Well, no. This is public television, and the story is more complex and less saucy than a mere ripped-from-the-surface-headlines approach.


"For us, this is an ideal place for a documentary," Frontline producer Muriel Soenens says.


She listed four reasons the filmmakers are in Spokane: Washington's likelihood of being the next state on the front line of gay marriage (a decision is pending in the state Supreme Court), Spokane's recent passage of domestic partner benefits, the push to create a gay district here and "lastly and most obviously, not necessarily most importantly, is Jim West."


Soenens, who just left Spokane with her year-old son and fellow producer Rachel Dretzin, says the documentary will examine how communities deal with homosexuality.

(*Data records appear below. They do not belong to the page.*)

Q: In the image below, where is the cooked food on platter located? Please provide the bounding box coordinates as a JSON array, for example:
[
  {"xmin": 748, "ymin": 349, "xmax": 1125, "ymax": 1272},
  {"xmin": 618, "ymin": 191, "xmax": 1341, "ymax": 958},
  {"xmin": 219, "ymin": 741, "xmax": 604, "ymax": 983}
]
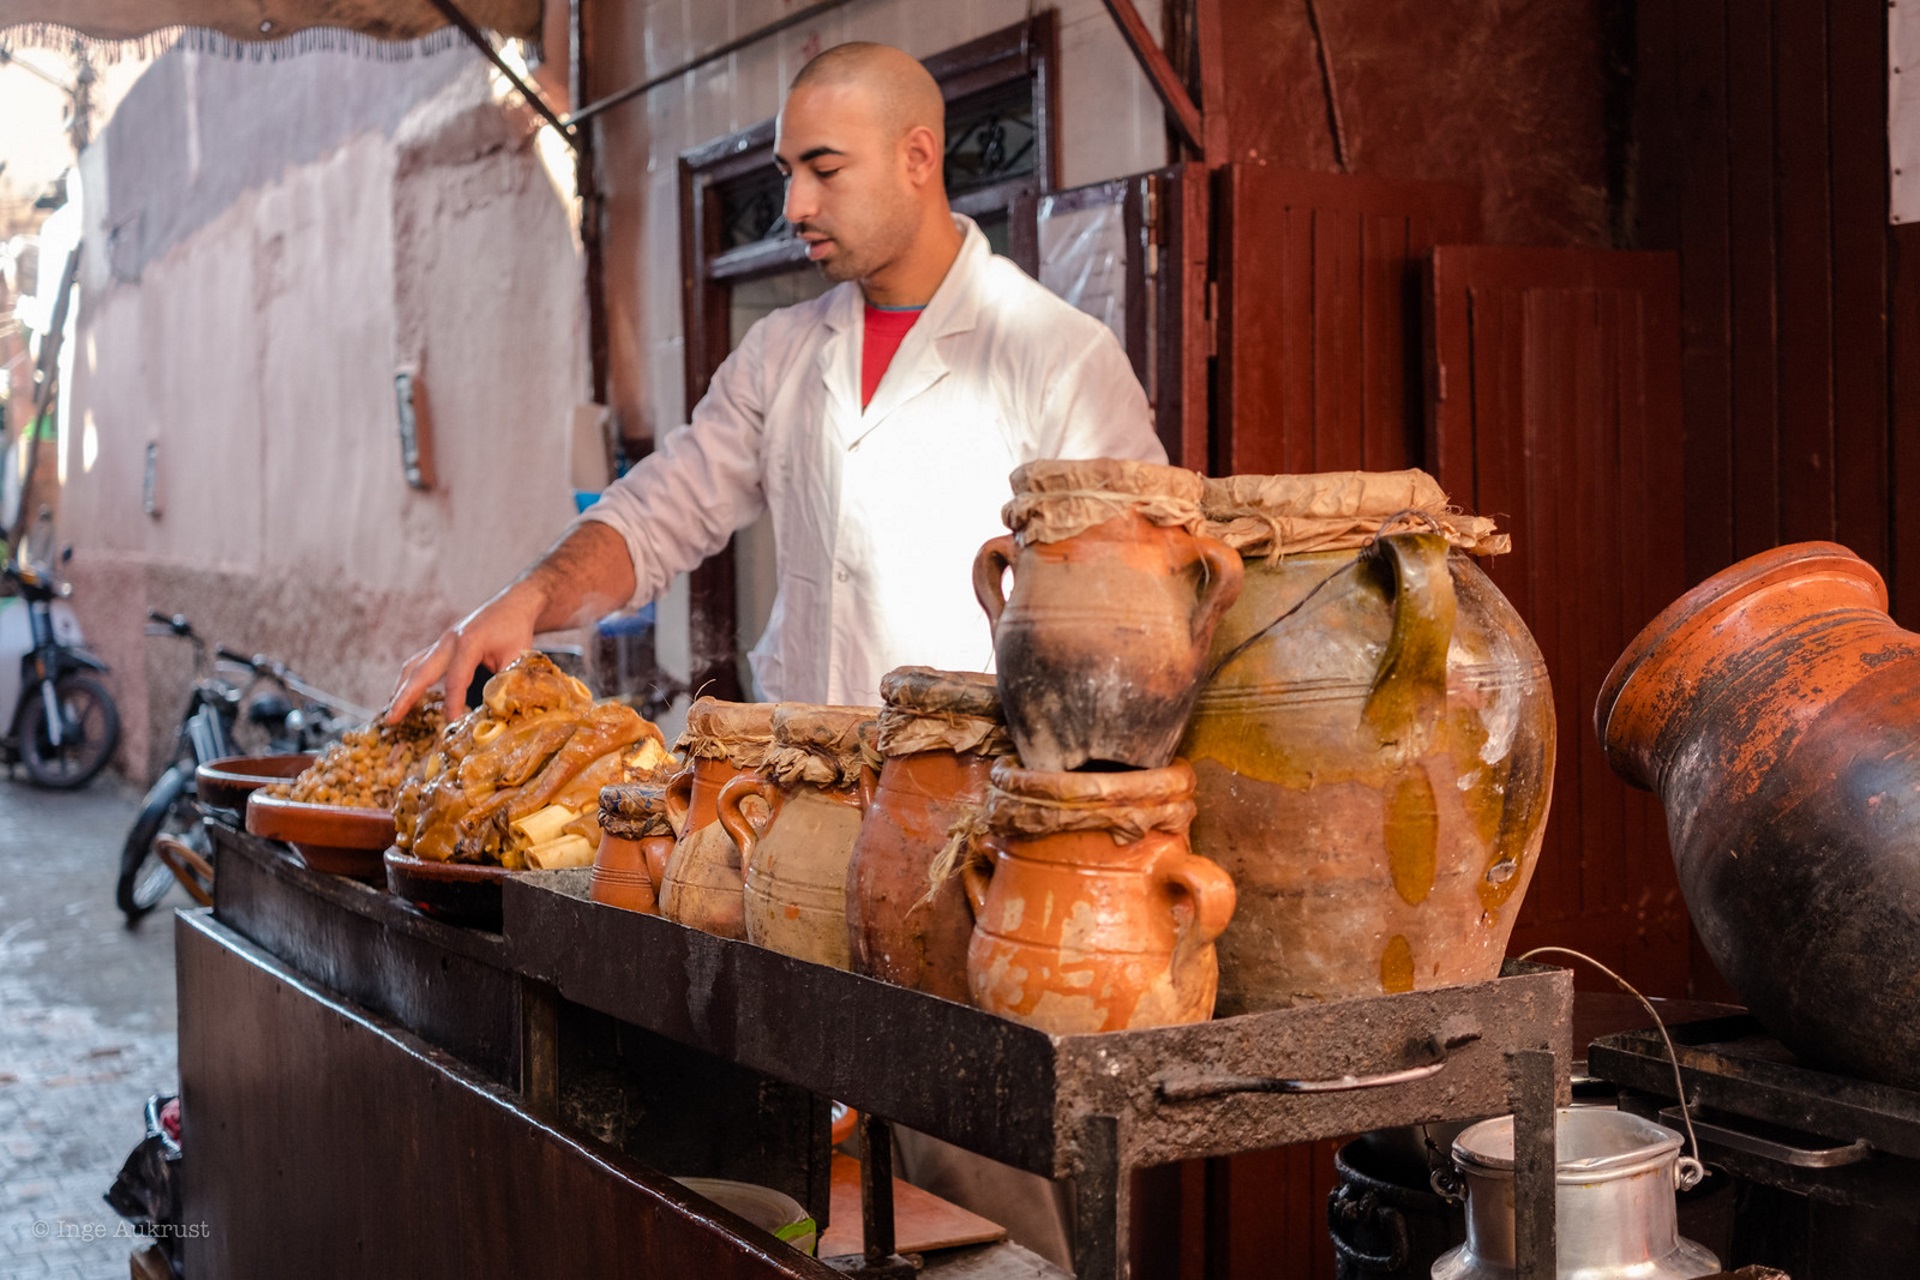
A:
[
  {"xmin": 393, "ymin": 652, "xmax": 675, "ymax": 870},
  {"xmin": 263, "ymin": 693, "xmax": 447, "ymax": 809}
]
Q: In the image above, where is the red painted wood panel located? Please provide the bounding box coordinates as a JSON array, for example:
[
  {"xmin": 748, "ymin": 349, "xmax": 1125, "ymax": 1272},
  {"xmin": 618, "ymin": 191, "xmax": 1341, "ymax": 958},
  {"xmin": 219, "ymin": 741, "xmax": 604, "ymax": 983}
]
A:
[
  {"xmin": 1219, "ymin": 166, "xmax": 1480, "ymax": 477},
  {"xmin": 1724, "ymin": 0, "xmax": 1782, "ymax": 561},
  {"xmin": 1426, "ymin": 246, "xmax": 1690, "ymax": 996},
  {"xmin": 1639, "ymin": 0, "xmax": 1893, "ymax": 606},
  {"xmin": 1827, "ymin": 0, "xmax": 1891, "ymax": 568},
  {"xmin": 1771, "ymin": 0, "xmax": 1837, "ymax": 543}
]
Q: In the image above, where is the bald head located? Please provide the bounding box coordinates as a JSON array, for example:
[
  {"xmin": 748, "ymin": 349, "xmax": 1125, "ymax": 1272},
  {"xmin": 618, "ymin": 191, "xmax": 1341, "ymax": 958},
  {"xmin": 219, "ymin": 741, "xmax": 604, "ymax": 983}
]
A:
[
  {"xmin": 776, "ymin": 41, "xmax": 964, "ymax": 302},
  {"xmin": 790, "ymin": 42, "xmax": 946, "ymax": 150}
]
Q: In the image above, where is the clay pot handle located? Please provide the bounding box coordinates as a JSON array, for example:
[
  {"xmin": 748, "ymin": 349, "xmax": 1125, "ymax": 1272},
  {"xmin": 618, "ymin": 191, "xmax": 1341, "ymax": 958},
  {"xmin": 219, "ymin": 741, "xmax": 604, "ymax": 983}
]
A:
[
  {"xmin": 716, "ymin": 773, "xmax": 779, "ymax": 877},
  {"xmin": 1190, "ymin": 534, "xmax": 1246, "ymax": 644},
  {"xmin": 1360, "ymin": 532, "xmax": 1458, "ymax": 755},
  {"xmin": 663, "ymin": 766, "xmax": 695, "ymax": 838},
  {"xmin": 960, "ymin": 850, "xmax": 996, "ymax": 920},
  {"xmin": 972, "ymin": 535, "xmax": 1019, "ymax": 633},
  {"xmin": 1161, "ymin": 850, "xmax": 1237, "ymax": 946}
]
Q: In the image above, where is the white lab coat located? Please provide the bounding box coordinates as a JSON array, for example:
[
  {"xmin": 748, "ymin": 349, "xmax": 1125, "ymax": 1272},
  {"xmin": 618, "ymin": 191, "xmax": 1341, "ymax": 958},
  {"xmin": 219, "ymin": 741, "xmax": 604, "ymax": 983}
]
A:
[{"xmin": 579, "ymin": 215, "xmax": 1166, "ymax": 706}]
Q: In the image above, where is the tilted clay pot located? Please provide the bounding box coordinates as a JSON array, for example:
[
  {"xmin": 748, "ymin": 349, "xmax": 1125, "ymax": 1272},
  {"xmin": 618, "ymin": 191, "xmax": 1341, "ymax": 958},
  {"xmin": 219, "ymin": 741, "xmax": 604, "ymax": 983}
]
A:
[
  {"xmin": 973, "ymin": 458, "xmax": 1243, "ymax": 771},
  {"xmin": 1596, "ymin": 541, "xmax": 1920, "ymax": 1091},
  {"xmin": 658, "ymin": 698, "xmax": 776, "ymax": 939},
  {"xmin": 846, "ymin": 667, "xmax": 1012, "ymax": 1002},
  {"xmin": 1181, "ymin": 526, "xmax": 1554, "ymax": 1014},
  {"xmin": 592, "ymin": 782, "xmax": 673, "ymax": 914},
  {"xmin": 964, "ymin": 758, "xmax": 1236, "ymax": 1033},
  {"xmin": 720, "ymin": 704, "xmax": 877, "ymax": 970}
]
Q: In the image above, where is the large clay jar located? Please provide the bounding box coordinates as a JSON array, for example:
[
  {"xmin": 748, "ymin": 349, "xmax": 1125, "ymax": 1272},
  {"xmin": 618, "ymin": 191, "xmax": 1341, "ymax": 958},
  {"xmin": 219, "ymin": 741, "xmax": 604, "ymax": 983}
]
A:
[
  {"xmin": 720, "ymin": 704, "xmax": 877, "ymax": 970},
  {"xmin": 1596, "ymin": 541, "xmax": 1920, "ymax": 1091},
  {"xmin": 658, "ymin": 698, "xmax": 776, "ymax": 939},
  {"xmin": 846, "ymin": 667, "xmax": 1013, "ymax": 1002},
  {"xmin": 973, "ymin": 458, "xmax": 1243, "ymax": 771},
  {"xmin": 1181, "ymin": 471, "xmax": 1554, "ymax": 1015},
  {"xmin": 964, "ymin": 758, "xmax": 1236, "ymax": 1033}
]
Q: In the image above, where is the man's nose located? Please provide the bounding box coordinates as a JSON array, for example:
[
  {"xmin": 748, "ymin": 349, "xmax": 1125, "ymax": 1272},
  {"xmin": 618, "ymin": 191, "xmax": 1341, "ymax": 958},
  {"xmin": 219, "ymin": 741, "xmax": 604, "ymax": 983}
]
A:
[{"xmin": 783, "ymin": 175, "xmax": 815, "ymax": 227}]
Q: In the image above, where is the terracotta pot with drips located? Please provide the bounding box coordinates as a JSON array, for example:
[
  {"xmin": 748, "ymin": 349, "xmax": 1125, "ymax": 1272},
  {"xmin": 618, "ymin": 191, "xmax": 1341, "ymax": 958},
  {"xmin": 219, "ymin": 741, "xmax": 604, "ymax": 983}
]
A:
[
  {"xmin": 1180, "ymin": 471, "xmax": 1553, "ymax": 1014},
  {"xmin": 658, "ymin": 698, "xmax": 777, "ymax": 939},
  {"xmin": 964, "ymin": 758, "xmax": 1236, "ymax": 1034},
  {"xmin": 1597, "ymin": 541, "xmax": 1920, "ymax": 1091},
  {"xmin": 593, "ymin": 782, "xmax": 673, "ymax": 914},
  {"xmin": 719, "ymin": 704, "xmax": 877, "ymax": 970},
  {"xmin": 845, "ymin": 667, "xmax": 1012, "ymax": 1001},
  {"xmin": 973, "ymin": 458, "xmax": 1243, "ymax": 771}
]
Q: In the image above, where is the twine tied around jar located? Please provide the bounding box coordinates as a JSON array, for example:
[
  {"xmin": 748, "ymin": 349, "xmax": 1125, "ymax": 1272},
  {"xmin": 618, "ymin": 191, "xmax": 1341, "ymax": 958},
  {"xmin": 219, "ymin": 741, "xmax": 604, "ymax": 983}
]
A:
[{"xmin": 920, "ymin": 807, "xmax": 992, "ymax": 912}]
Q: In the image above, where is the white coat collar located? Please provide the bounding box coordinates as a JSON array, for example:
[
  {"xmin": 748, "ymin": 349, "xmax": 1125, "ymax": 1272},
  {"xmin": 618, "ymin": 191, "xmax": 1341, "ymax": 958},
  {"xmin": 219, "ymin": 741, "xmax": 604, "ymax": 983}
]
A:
[{"xmin": 818, "ymin": 215, "xmax": 990, "ymax": 439}]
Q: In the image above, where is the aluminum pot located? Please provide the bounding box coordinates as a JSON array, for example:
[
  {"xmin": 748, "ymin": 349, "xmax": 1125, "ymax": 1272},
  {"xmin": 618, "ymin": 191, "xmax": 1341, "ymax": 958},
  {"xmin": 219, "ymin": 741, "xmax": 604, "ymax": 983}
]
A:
[{"xmin": 1432, "ymin": 1108, "xmax": 1717, "ymax": 1280}]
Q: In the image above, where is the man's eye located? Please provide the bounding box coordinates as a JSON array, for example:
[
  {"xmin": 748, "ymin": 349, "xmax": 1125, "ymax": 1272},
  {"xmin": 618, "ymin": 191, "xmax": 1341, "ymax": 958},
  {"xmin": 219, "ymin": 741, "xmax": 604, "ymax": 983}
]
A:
[{"xmin": 815, "ymin": 168, "xmax": 841, "ymax": 180}]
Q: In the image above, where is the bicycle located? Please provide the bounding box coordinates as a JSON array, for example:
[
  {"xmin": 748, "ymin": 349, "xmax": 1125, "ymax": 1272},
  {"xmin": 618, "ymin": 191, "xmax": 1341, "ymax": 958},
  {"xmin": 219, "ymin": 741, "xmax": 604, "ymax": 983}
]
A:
[{"xmin": 116, "ymin": 611, "xmax": 362, "ymax": 923}]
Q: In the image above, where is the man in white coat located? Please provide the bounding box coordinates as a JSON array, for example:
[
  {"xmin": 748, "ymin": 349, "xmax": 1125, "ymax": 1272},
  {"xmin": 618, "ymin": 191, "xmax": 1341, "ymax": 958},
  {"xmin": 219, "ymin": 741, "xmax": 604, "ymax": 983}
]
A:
[
  {"xmin": 388, "ymin": 41, "xmax": 1164, "ymax": 717},
  {"xmin": 389, "ymin": 42, "xmax": 1157, "ymax": 1267}
]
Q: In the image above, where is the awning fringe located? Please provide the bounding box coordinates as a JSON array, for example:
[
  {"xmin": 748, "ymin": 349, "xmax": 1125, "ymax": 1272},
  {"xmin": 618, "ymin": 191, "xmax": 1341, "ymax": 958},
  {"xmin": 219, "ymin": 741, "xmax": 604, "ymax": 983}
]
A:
[{"xmin": 0, "ymin": 21, "xmax": 464, "ymax": 62}]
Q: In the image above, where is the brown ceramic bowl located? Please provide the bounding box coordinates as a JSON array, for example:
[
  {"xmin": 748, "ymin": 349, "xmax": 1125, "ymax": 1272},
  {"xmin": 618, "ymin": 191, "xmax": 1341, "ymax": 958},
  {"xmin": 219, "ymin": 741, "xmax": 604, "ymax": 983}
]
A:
[
  {"xmin": 384, "ymin": 848, "xmax": 507, "ymax": 928},
  {"xmin": 195, "ymin": 753, "xmax": 316, "ymax": 813},
  {"xmin": 246, "ymin": 792, "xmax": 395, "ymax": 879}
]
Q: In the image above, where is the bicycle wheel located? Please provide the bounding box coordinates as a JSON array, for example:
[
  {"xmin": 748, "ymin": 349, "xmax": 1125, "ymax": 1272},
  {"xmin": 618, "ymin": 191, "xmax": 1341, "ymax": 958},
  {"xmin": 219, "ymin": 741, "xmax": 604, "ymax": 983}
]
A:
[
  {"xmin": 21, "ymin": 672, "xmax": 122, "ymax": 789},
  {"xmin": 118, "ymin": 764, "xmax": 198, "ymax": 922}
]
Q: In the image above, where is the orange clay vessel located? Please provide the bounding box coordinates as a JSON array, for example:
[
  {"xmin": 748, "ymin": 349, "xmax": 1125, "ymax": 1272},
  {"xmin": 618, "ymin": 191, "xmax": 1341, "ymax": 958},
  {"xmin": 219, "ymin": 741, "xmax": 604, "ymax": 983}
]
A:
[
  {"xmin": 974, "ymin": 515, "xmax": 1242, "ymax": 772},
  {"xmin": 963, "ymin": 759, "xmax": 1236, "ymax": 1034},
  {"xmin": 1596, "ymin": 541, "xmax": 1920, "ymax": 1091}
]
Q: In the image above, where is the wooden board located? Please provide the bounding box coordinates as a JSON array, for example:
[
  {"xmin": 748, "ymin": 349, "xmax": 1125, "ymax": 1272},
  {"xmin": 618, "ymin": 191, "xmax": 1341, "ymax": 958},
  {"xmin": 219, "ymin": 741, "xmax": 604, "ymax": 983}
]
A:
[{"xmin": 818, "ymin": 1153, "xmax": 1007, "ymax": 1259}]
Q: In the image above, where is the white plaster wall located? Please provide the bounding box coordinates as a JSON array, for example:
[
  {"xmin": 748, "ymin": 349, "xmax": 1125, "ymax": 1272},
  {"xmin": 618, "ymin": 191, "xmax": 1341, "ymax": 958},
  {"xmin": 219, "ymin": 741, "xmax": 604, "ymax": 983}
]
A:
[
  {"xmin": 618, "ymin": 0, "xmax": 1170, "ymax": 695},
  {"xmin": 59, "ymin": 63, "xmax": 586, "ymax": 773}
]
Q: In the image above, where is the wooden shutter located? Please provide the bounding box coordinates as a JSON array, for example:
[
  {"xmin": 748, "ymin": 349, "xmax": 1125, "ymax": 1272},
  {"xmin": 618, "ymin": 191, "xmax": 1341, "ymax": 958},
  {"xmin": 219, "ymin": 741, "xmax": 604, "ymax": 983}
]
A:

"Regardless of whether [West] is gay or whether he isn't, he has created dialogue about homosexuality," says Soenens, who has spent time interviewing West. "The community is talking about it."


Unlike Colorado Springs, with James Dobson and Focus on the Family, or San Francisco, with an almost theatrical sense of gay awareness, "We wanted a place where we weren't finding obvious extremes," Soenens says. "We wanted a place where things were in the process of being worked out. A complex, in-between place."


Welcome to Spokane's new civic motto: We're complex and in-between.


"Here it's just more complicated," Soenens says. "It's both incredibly progressive, with dances sponsored by Gay, Lesbian, Bisexual, Transgendered and Questioning groups ... or, should people get domestic partner benefits?"


And then there's the knee-jerk recoil about inappropriate sexual behavior on West's part. Even as residents here struggle to choke out the caveat, "It's not that he's gay ..." when talking about West, the story folds into itself with layers of complication.


It's just what Frontline is looking for.


"This started with a Frontline idea on the culture wars over homosexuality," Soenens says. "Where is the situation fluid? We spoke to people in the community and found this would be a particularly ideal place for us because of the way the community is being challenged on a number of fronts."


Soenens and Dretzin have conducted hours of interviews around Spokane since arriving in August. They finished the bulk of the work by Thanksgiving and will return as needed as the documentary is being edited.


"Our story is unfolding. One of the things time affords us is to complicate the story," Soenens says.


This is Frontline, after all. Easy answers aren't the point.


"When we come into a story, we presume 50 percent of what we think we know will be turned on its head," says Soenens. "And that's happened."